Kampiunnews|Batam – Wajah baru Kota Batam mulai dipersiapkan dari kawasan Bundaran Tembesi, Kecamatan Sagulung. Badan Pengusahaan (BP) Batam memberikan dukungan penuh terhadap pembangunan Monumen Simpang Barelang yang diproyeksikan menjadi salah satu landmark baru sekaligus memperkuat identitas visual Kota Batam.
Monumen yang diberi nama Bundaran Ufuk Selatan oleh Lembaga Adat Melayu (LAM) tersebut dibangun melalui program Corporate Social Responsibility (CSR) PT Batamindo Investment Cakrawala (BIC).
Kehadiran monumen ini tidak hanya diarahkan sebagai elemen estetika, tetapi juga menjadi bagian dari upaya penataan kawasan strategis di Kota Batam. Area yang ditata memiliki luas sekitar 7.850 meter persegi, dengan konsep yang menggabungkan bangunan utama dan penataan lanskap di sekitarnya.
Penataan kawasan akan dilengkapi sejumlah elemen, mulai dari planter box, plaza, hardscape hingga softscape berupa hamparan rumput. Konsep tersebut diharapkan membuat kawasan Simpang Barelang tampil lebih tertata, nyaman dan memiliki karakter yang kuat.

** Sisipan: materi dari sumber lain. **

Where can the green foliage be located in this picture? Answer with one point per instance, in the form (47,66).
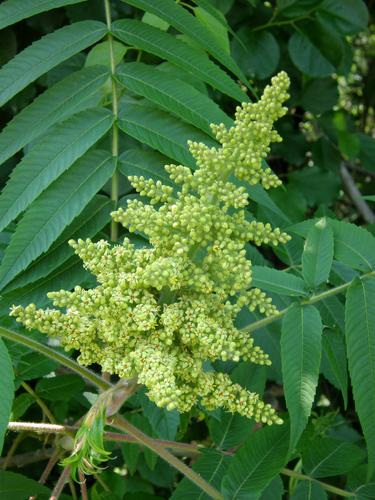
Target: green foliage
(7,390)
(360,330)
(301,339)
(95,93)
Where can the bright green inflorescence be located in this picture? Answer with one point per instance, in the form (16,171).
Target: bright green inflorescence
(160,313)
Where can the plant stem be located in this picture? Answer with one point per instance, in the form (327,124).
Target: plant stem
(312,300)
(63,479)
(326,486)
(183,449)
(279,23)
(12,450)
(123,424)
(115,149)
(56,356)
(187,449)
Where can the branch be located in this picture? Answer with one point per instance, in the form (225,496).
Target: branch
(256,325)
(355,195)
(325,486)
(183,449)
(187,449)
(89,375)
(28,458)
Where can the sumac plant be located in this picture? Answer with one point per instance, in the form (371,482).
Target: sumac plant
(218,324)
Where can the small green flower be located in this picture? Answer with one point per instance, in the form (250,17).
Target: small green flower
(159,313)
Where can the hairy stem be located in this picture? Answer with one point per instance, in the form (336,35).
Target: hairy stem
(256,325)
(182,449)
(325,486)
(148,442)
(59,486)
(135,436)
(69,363)
(115,150)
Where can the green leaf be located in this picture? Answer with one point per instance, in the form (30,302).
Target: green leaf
(12,11)
(349,144)
(215,25)
(360,341)
(319,95)
(326,457)
(69,96)
(162,132)
(6,390)
(150,164)
(367,152)
(170,48)
(307,490)
(256,463)
(172,94)
(272,280)
(54,210)
(100,54)
(33,365)
(317,254)
(163,422)
(259,54)
(354,245)
(65,277)
(52,155)
(179,18)
(233,429)
(307,57)
(211,466)
(88,223)
(274,490)
(347,17)
(334,365)
(46,53)
(18,487)
(301,345)
(20,405)
(155,21)
(60,387)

Selain itu, proyek juga dilengkapi dengan pencahayaan LED, signage, sistem CCTV serta fasilitas penyiraman taman. Kehadiran berbagai fasilitas tersebut diharapkan membuat kawasan monumen semakin representatif, termasuk ketika malam hari.
Kepala BP Batam Amsakar Achmad mengapresiasi keterlibatan dunia usaha dalam mendukung pembangunan dan penataan kawasan Kota Batam.
“Pemerintah tidak bisa bekerja sendiri. Ketika dunia usaha ikut mengambil bagian melalui program yang memberikan manfaat bagi kawasan, tentu ini harus kita apresiasi dan kita kawal bersama agar pelaksanaannya berjalan baik serta memberikan manfaat bagi masyarakat dan wajah Kota Batam,” ujar Amsakar, Senin (14/9/2026).
Amsakar menjelaskan, persiapan pekerjaan di lokasi, termasuk pemagaran kawasan, telah dimulai sejak 11 September 2026.
Menurutnya, pembangunan Monumen Simpang Barelang menjadi bagian dari kolaborasi pemerintah dengan dunia usaha untuk menghadirkan kawasan Batam yang semakin tertata sekaligus memiliki identitas kota yang kuat.
Penataan tersebut juga diharapkan memberikan nilai tambah terhadap citra Batam sebagai kota industri, investasi dan pariwisata.
Dengan hadirnya Bundaran Ufuk Selatan, Simpang Barelang diharapkan tidak hanya berfungsi sebagai titik pertemuan arus lalu lintas, tetapi juga memiliki identitas visual yang lebih kuat sebagai salah satu kawasan strategis di Batam.
“Yang kita bangun bukan sekadar monumen. Kita ingin setiap penataan memberikan nilai tambah bagi kawasan dan menjadi bagian dari wajah Batam yang kita banggakan,” kata Amsakar.
Ia menegaskan, pembangunan tetap harus memperhatikan aspek kualitas, keselamatan, ketertiban lalu lintas dan kelestarian lingkungan.
“Oleh karena itu, aspek kualitas, keselamatan, ketertiban lalu lintas, dan lingkungan harus tetap menjadi perhatian,” pungkasnya.
Pembangunan Bundaran Ufuk Selatan diharapkan menjadi contoh kolaborasi antara pemerintah dan sektor swasta dalam memperkuat penataan ruang sekaligus menghadirkan wajah baru Batam yang semakin modern, tertata dan memiliki daya tarik bagi investor maupun wisatawan.